Himalaya

    En la cordillera del Himalaya se alzan las mayores alturas de la Tierra

    Del sánscrito hima alaya, “morada de las nieves”, los peregrinos montañeros de la antigua India atribuyeron este nombre al impresionante sistema montañoso que alberga las cumbres más elevadas del planeta. Explorar y llegar a culminar esas cimas ha supuesto todo un desafío para numerosos alpinistas en los últimos siglos, en un empeño por superar los ingentes obstáculos de un entorno tan inhóspito que produce, sin embargo, una gran fascinación.
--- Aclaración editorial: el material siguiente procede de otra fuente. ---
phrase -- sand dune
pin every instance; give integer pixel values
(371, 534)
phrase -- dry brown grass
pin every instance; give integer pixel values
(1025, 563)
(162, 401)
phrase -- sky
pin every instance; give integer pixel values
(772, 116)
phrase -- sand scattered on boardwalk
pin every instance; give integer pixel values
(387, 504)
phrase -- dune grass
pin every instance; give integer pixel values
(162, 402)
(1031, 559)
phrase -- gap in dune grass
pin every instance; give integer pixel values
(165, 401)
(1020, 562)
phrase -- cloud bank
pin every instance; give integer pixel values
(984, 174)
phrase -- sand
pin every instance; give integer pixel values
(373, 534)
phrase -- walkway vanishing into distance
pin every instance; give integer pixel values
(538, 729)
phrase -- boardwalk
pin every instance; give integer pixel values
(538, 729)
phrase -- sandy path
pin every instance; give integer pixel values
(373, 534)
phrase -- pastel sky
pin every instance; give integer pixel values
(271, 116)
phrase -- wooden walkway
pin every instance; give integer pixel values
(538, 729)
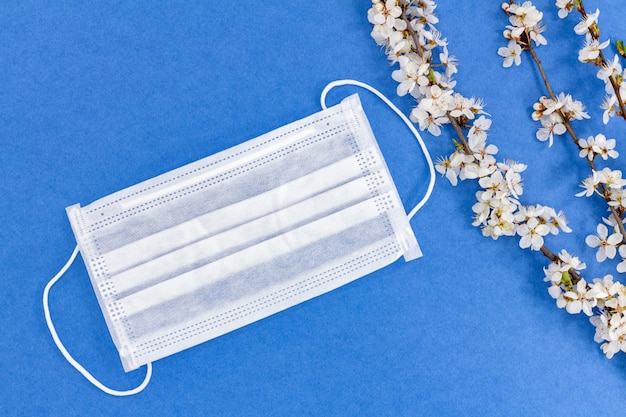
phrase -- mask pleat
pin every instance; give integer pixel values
(221, 305)
(227, 240)
(225, 218)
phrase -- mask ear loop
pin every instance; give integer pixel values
(431, 167)
(64, 351)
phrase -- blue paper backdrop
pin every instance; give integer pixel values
(96, 96)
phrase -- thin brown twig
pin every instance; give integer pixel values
(572, 133)
(601, 61)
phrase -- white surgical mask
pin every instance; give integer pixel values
(230, 239)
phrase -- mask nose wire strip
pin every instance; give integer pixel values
(64, 351)
(431, 167)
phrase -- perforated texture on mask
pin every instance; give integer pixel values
(162, 313)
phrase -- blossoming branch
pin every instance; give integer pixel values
(556, 114)
(610, 72)
(425, 70)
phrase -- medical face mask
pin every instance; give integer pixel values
(230, 239)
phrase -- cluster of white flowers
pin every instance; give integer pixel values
(406, 29)
(604, 301)
(525, 26)
(553, 113)
(610, 72)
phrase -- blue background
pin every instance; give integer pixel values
(96, 96)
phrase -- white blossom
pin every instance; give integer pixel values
(591, 50)
(512, 54)
(607, 245)
(584, 25)
(565, 7)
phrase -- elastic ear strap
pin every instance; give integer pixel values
(67, 355)
(431, 167)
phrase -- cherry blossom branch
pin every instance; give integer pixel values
(527, 45)
(407, 30)
(594, 31)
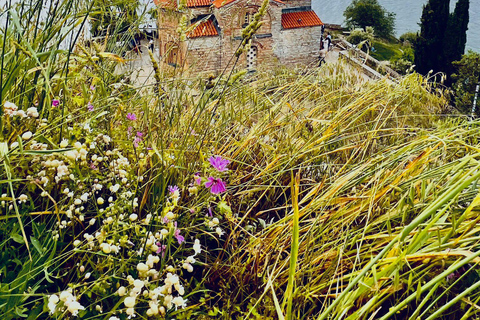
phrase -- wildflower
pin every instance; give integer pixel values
(178, 236)
(32, 112)
(122, 291)
(27, 135)
(161, 249)
(131, 116)
(219, 163)
(63, 143)
(129, 302)
(52, 303)
(197, 247)
(179, 302)
(173, 189)
(136, 141)
(219, 231)
(22, 198)
(216, 184)
(10, 108)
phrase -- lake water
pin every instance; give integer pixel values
(408, 13)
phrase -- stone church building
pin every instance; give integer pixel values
(290, 34)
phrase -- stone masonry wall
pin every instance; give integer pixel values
(299, 45)
(203, 54)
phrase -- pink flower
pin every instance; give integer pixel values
(161, 248)
(219, 163)
(178, 236)
(197, 179)
(216, 185)
(173, 189)
(131, 116)
(137, 141)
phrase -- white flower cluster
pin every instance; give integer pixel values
(12, 110)
(70, 303)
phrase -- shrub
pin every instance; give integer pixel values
(359, 35)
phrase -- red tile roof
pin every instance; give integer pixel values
(221, 3)
(204, 29)
(300, 19)
(190, 3)
(199, 3)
    El Himalaya está localizado en Asia central y se expande por Pakistán, la región de Cachemira, la India, el Tíbet (China), Nepal y Bután, y enlaza por el noroeste con las montañas del Hindu Kush y el Karakorum. En total cubre una extensión de 594.400 kilómetros cuadrados y cuenta con una longitud aproximada de 2.500 kilómetros y una amplitud que oscila entre los 200 y los 400 kilómetros de norte a sur. Más de una treintena de sus macizos sobrepasan los 7.300 metros de altitud y catorce de ellos los 8.000, siendo el más emblemático el Everest que, con sus 8.850 metros, es el lugar más elevado del mundo. Junto a éste, destacan el Annapurna, Manaslu, Cho Oyu, Dhaulagiri, Gyachung Kang, Lhotse, Makalu y Kanchenjunga, todos ellos en Nepal, además del Godwing Austen o K2. La cordillera del Himalaya separa la gran meseta del Tíbet, situada al norte, del subcontinente indio, al sur, y presenta una estructura curvada de noroeste a sudeste. Está constituida por una serie de cadenas diferenciadas por su desigual configuración y desarrollo. En la parte septentrional se extiende el Transhimalaya rodeando la altiplanicie tibetana, el gran Himalaya conforma la base central del sistema montañoso y comprende las mayores alturas y el Himalaya menor se erige en la zona meridional del gran Himalaya. La gestación de este conjunto montañoso se inició hace 38 millones de años, en la era terciaria, durante el periodo del Eoceno, y fue en la era del Pleistoceno, alrededor de unos 600.000 años atrás, cuando las cumbres del Himalaya se consolidaron como las más altas de la Tierra. Su crecimiento no se ha detenido desde entonces debido a la continua actividad sísmica en la corteza terrestre.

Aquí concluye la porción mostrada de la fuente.